Wilson WindowWare Tech Support

WinBatch WinBatch+Compiler WebBatch
Home | Tech Database | Tech BBS | White Papers | Purchase


Parse HTML

 Keywords: Parsing extract grab get text HTM strip HTML

Question:

I am trying to parse some HTML files for some specific values. What is the preferred method in winbatch for parsing an HTML File? Should I do it using regular string functions?

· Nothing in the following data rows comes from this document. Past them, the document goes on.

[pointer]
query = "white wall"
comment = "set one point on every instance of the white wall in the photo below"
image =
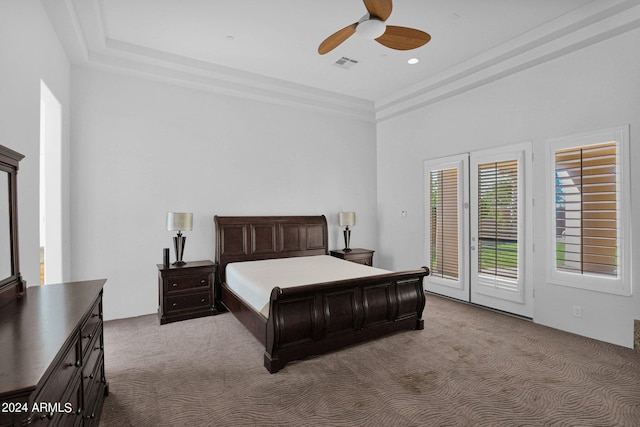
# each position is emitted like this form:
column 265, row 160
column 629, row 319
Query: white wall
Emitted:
column 141, row 148
column 595, row 88
column 30, row 52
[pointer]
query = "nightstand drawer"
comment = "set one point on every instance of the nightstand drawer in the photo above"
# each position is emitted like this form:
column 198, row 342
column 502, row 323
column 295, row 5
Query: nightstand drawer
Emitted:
column 181, row 283
column 188, row 302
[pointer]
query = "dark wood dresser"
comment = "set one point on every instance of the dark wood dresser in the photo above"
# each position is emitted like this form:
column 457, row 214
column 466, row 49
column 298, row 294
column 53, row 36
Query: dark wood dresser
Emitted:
column 52, row 356
column 186, row 291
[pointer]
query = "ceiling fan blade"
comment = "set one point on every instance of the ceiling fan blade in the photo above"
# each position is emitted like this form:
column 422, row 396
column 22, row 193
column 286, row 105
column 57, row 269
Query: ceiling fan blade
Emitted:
column 379, row 8
column 335, row 39
column 403, row 38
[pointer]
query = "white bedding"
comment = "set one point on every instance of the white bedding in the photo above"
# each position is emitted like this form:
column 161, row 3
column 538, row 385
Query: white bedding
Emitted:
column 254, row 280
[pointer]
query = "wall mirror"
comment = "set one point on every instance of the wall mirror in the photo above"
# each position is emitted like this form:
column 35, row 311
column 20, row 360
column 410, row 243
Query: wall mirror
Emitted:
column 11, row 283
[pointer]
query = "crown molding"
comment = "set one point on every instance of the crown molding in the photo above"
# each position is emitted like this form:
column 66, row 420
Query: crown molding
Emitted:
column 597, row 21
column 80, row 27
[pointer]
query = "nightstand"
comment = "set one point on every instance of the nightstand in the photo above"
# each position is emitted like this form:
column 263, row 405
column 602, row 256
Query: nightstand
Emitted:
column 359, row 255
column 186, row 291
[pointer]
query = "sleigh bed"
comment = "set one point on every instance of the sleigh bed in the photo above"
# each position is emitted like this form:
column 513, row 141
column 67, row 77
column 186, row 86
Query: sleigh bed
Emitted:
column 308, row 319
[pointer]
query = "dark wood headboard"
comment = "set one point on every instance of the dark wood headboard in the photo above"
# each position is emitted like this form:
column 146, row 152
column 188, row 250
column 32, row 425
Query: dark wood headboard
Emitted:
column 249, row 238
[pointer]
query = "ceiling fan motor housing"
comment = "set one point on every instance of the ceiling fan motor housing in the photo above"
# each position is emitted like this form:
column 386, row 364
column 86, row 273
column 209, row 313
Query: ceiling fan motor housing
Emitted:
column 371, row 28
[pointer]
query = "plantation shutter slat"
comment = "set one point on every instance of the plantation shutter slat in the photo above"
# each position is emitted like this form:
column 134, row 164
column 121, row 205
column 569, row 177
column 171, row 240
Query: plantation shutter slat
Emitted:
column 444, row 223
column 587, row 219
column 498, row 219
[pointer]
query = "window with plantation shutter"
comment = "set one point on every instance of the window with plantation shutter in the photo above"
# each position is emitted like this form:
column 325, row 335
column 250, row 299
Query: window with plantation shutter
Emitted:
column 586, row 209
column 498, row 219
column 443, row 186
column 590, row 211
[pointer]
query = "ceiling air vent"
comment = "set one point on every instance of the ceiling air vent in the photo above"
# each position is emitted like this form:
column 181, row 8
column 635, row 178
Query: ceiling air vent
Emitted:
column 345, row 63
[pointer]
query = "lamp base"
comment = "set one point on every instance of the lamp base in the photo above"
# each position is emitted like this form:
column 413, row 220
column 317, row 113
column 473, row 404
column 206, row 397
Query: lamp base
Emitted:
column 347, row 238
column 178, row 243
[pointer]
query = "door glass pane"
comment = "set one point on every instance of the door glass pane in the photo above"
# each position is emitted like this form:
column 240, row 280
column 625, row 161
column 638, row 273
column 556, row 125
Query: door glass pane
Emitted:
column 444, row 223
column 498, row 219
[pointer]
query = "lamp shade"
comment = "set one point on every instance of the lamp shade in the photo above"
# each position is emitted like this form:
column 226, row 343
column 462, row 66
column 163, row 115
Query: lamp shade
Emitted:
column 179, row 221
column 347, row 219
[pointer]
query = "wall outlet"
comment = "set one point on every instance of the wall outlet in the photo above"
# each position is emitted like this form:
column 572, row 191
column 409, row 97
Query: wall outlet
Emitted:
column 577, row 311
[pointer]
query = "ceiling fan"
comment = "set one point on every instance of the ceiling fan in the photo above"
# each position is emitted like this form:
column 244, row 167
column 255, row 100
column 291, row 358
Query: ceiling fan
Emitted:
column 372, row 26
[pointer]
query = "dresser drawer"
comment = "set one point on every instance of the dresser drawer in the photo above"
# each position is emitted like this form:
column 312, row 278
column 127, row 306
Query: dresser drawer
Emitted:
column 92, row 361
column 188, row 302
column 181, row 283
column 61, row 376
column 91, row 325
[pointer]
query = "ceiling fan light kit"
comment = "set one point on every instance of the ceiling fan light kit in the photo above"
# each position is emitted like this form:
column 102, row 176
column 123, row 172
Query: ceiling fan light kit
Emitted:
column 373, row 27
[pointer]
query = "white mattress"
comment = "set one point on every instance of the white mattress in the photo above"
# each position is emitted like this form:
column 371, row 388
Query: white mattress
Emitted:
column 254, row 280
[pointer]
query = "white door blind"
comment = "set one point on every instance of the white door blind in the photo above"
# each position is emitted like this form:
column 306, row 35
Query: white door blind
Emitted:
column 444, row 223
column 498, row 219
column 586, row 209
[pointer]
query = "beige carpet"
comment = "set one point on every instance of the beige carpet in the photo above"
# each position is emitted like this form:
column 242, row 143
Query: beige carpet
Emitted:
column 469, row 366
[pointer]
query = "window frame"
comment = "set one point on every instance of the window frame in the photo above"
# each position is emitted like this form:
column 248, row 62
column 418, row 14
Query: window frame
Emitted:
column 621, row 284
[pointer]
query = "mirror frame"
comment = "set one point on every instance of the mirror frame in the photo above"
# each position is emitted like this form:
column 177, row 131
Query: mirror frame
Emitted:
column 13, row 286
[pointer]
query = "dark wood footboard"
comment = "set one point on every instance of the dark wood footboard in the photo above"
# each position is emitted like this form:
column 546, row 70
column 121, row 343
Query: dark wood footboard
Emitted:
column 315, row 319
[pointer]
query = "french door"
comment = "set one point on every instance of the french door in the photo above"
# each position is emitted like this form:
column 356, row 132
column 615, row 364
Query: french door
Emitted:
column 478, row 234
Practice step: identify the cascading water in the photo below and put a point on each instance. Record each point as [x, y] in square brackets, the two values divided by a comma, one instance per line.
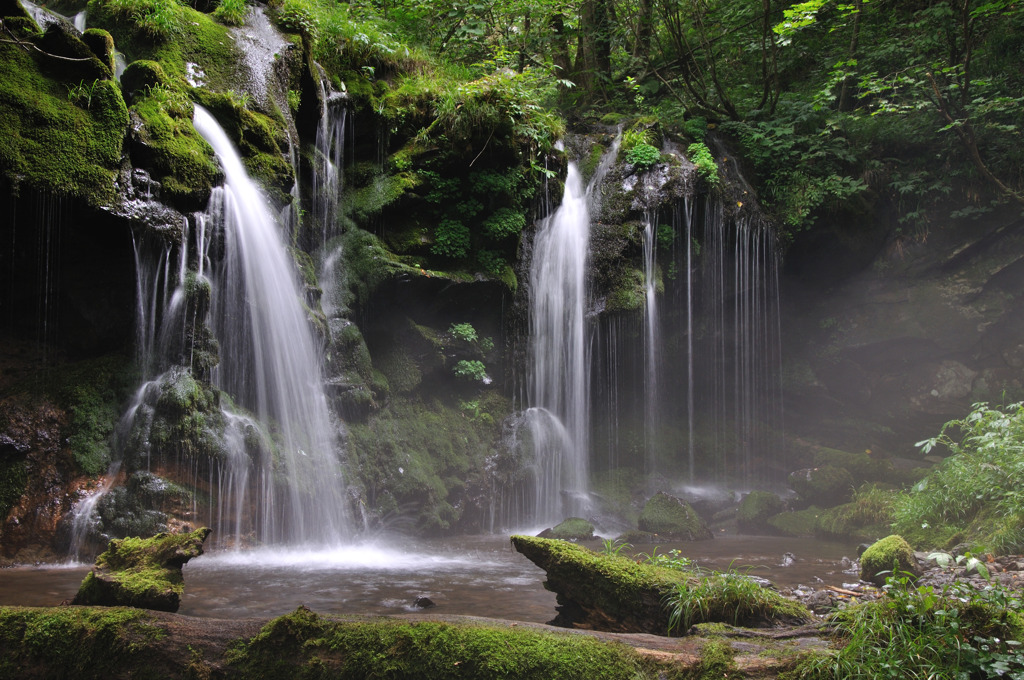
[270, 363]
[328, 175]
[559, 419]
[560, 385]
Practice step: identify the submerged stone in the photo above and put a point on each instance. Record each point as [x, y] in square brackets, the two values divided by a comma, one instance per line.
[141, 572]
[887, 556]
[672, 517]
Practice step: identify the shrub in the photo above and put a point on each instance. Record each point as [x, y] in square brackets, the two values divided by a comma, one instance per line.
[700, 156]
[470, 370]
[642, 156]
[975, 494]
[922, 633]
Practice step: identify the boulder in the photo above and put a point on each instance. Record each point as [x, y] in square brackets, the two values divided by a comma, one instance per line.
[756, 509]
[141, 572]
[892, 552]
[824, 486]
[614, 593]
[671, 517]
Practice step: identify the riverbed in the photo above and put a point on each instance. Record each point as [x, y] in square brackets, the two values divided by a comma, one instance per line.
[474, 576]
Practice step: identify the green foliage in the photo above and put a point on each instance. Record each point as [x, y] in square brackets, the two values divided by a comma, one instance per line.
[727, 597]
[925, 633]
[451, 240]
[674, 559]
[974, 495]
[504, 222]
[695, 128]
[231, 12]
[80, 642]
[47, 141]
[160, 19]
[295, 645]
[700, 156]
[471, 370]
[643, 156]
[464, 332]
[868, 514]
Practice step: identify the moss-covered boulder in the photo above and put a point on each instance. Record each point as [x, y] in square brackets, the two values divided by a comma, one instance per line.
[756, 509]
[892, 552]
[674, 518]
[824, 486]
[141, 572]
[572, 528]
[614, 593]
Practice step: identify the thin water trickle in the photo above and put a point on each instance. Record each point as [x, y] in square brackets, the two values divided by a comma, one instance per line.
[270, 362]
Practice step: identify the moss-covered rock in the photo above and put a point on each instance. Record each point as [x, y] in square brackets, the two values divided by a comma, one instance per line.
[882, 557]
[614, 593]
[304, 643]
[867, 516]
[755, 510]
[141, 572]
[58, 132]
[672, 517]
[824, 486]
[572, 528]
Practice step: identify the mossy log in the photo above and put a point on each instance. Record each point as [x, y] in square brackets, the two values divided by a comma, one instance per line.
[614, 593]
[141, 572]
[94, 643]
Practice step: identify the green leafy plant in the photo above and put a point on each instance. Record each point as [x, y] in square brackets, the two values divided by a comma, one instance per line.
[231, 12]
[464, 332]
[921, 632]
[700, 156]
[451, 240]
[673, 559]
[613, 547]
[81, 94]
[643, 156]
[980, 481]
[471, 370]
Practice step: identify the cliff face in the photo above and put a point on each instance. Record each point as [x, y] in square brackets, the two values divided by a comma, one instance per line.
[889, 337]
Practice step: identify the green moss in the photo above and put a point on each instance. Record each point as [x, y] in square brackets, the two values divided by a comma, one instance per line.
[885, 555]
[826, 485]
[755, 510]
[419, 455]
[869, 514]
[716, 661]
[50, 143]
[629, 293]
[198, 39]
[79, 642]
[169, 147]
[668, 515]
[304, 644]
[143, 572]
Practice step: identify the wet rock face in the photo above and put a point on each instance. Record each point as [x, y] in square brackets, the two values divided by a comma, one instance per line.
[142, 572]
[36, 479]
[888, 340]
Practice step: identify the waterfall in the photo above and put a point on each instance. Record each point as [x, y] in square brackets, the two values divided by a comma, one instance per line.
[560, 385]
[269, 362]
[651, 336]
[328, 165]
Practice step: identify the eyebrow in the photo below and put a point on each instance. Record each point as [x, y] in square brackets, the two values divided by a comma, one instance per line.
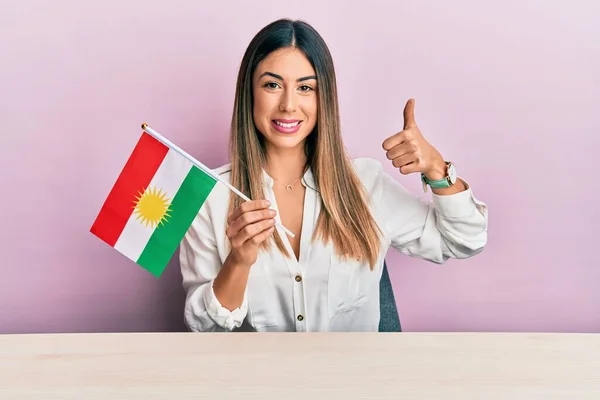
[304, 78]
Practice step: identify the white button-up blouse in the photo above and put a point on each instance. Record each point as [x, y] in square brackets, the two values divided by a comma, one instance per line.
[318, 292]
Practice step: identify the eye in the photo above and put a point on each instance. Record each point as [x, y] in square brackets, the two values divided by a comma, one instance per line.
[271, 85]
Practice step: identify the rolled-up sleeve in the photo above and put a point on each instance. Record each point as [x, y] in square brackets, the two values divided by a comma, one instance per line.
[200, 264]
[450, 226]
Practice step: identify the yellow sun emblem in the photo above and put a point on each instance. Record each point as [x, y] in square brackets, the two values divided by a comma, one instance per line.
[152, 207]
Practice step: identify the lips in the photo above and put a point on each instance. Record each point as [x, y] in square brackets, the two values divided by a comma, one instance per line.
[286, 126]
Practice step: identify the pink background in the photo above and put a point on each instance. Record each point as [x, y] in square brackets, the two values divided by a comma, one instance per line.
[509, 90]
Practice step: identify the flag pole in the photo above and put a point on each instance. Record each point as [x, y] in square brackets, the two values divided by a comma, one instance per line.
[203, 167]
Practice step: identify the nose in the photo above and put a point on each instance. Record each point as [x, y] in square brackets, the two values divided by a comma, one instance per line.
[288, 101]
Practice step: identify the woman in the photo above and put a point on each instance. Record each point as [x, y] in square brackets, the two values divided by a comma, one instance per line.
[287, 155]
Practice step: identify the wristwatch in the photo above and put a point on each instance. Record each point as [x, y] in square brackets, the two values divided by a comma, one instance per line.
[448, 181]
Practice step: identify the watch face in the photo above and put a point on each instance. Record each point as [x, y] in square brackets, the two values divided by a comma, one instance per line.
[452, 173]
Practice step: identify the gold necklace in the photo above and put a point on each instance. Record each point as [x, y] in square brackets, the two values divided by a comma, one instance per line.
[289, 187]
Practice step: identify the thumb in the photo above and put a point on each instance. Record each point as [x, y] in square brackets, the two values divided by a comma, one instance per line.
[409, 114]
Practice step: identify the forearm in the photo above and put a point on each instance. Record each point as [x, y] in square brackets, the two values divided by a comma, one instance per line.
[230, 284]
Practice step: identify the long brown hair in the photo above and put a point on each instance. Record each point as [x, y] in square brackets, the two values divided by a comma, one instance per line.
[345, 217]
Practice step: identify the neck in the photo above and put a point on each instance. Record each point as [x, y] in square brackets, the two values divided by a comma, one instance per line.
[285, 165]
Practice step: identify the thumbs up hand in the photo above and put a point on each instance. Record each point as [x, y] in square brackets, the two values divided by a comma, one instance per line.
[410, 152]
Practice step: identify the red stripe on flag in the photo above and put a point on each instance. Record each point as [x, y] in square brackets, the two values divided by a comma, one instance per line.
[135, 177]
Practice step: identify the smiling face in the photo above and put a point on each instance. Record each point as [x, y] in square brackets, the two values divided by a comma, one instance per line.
[285, 98]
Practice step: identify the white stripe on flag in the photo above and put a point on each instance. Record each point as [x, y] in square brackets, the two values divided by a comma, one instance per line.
[170, 175]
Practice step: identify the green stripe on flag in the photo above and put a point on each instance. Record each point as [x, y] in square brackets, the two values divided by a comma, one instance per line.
[185, 206]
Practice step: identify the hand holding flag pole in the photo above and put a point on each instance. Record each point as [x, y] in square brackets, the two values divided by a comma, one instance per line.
[203, 167]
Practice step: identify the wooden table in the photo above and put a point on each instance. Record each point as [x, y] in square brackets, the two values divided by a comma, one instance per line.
[300, 366]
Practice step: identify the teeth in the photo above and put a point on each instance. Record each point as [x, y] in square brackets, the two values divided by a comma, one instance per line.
[287, 125]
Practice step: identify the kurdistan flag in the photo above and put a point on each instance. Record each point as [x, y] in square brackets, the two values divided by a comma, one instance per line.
[152, 204]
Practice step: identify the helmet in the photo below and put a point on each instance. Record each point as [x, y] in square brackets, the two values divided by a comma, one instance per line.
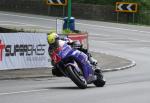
[51, 38]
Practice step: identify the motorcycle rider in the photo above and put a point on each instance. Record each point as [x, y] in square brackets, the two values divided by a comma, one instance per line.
[55, 41]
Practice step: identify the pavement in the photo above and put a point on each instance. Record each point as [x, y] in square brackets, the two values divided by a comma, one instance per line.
[106, 62]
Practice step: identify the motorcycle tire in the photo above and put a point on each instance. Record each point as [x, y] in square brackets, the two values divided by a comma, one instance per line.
[76, 78]
[100, 82]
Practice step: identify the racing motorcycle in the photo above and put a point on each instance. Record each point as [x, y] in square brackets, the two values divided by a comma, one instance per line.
[74, 64]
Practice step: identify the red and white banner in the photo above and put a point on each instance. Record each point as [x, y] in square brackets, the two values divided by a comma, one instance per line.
[23, 50]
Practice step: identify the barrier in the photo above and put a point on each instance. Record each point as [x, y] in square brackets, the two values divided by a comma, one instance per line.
[23, 50]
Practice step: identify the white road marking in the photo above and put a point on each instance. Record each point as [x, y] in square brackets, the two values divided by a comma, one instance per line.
[27, 17]
[98, 26]
[20, 92]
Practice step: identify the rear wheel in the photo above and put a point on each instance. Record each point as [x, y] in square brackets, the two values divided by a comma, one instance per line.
[100, 82]
[76, 77]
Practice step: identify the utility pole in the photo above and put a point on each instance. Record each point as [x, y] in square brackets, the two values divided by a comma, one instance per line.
[69, 13]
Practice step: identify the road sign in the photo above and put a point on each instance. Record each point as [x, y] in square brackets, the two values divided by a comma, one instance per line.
[56, 2]
[126, 7]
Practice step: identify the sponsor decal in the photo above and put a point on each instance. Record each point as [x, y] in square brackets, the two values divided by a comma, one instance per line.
[2, 46]
[32, 52]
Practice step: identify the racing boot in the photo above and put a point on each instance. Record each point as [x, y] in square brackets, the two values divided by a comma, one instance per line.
[56, 72]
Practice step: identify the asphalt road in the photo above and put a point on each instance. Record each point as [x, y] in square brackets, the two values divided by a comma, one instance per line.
[126, 86]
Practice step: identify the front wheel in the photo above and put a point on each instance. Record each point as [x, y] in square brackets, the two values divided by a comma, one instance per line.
[76, 77]
[100, 82]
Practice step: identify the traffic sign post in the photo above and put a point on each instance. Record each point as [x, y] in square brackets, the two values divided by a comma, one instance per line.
[126, 7]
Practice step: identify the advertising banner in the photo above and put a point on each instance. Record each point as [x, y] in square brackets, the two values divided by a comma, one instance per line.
[23, 50]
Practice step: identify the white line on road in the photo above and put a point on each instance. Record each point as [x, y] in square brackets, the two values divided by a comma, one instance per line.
[98, 26]
[27, 17]
[19, 92]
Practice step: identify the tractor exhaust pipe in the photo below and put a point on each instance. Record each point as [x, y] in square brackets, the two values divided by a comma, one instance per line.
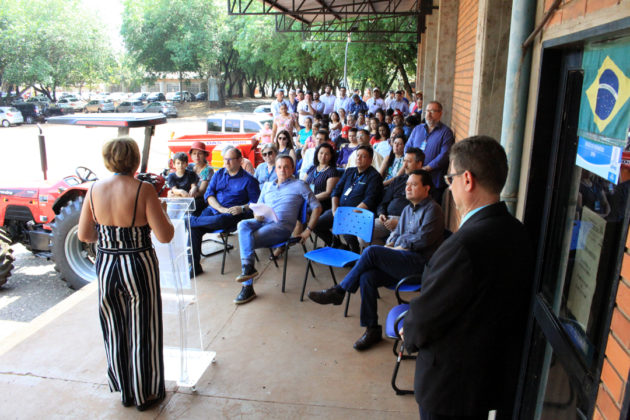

Any tricks or EXTENDERS? A regular expression extender perhaps?

Answer:

There are quite a few different ways to parse HTML, using WinBatch

Via OLE:

http://techsupt.winbatch.com/webcgi/webbatch.exe?techsupt/tsleft.web+WinBatch/OLE~ADO~CDO~ADSI~LDAP/OLE~and~Outlook+Get~text~from~HTML~pages.txt
Browser = ObjectOpen("InternetExplorer.Application")
browser.visible = @true
browser.navigate ("http://www.winbatch.com") ;to access an internet file

while browser.readystate <> 4
       timedelay(0.5)
endwhile

BrowserDoc = Browser.Document
BrowserBody = BrowserDoc.Body
BrowserPage = BrowserBody.CreateTextRange
BrowserText = BrowserPage.Text

message("Text", BrowserText)
exit


Using WinSock Extender:

See the functions httpRecvText and httpStripHTML
AddExtender("wwwsk34i.dll")
URL="http://www.winbatch.com/"
serv=httpGetServer(URl, "")
path=httpGetpath(URl, "")
a=httpRecvText(serv, path, 30000, 0)
a=httpStripHTML(a)   
message("File Contents are", a)

Using Regular Expressions:

Here are some Regular Expression UDFs at http://techsupt.winbatch.com/webcgi/webbatch.exe?techsupt/tsleft.web+WinBatch/UDF~-~UDS~Library+Regular~Expressions~UDFs.txt


Using BinaryTag Functions:

http://techsupt.winbatch.com/Newsletters/September2002.html

It rambles on about "template" files, but the section on BinaryTags is relavent...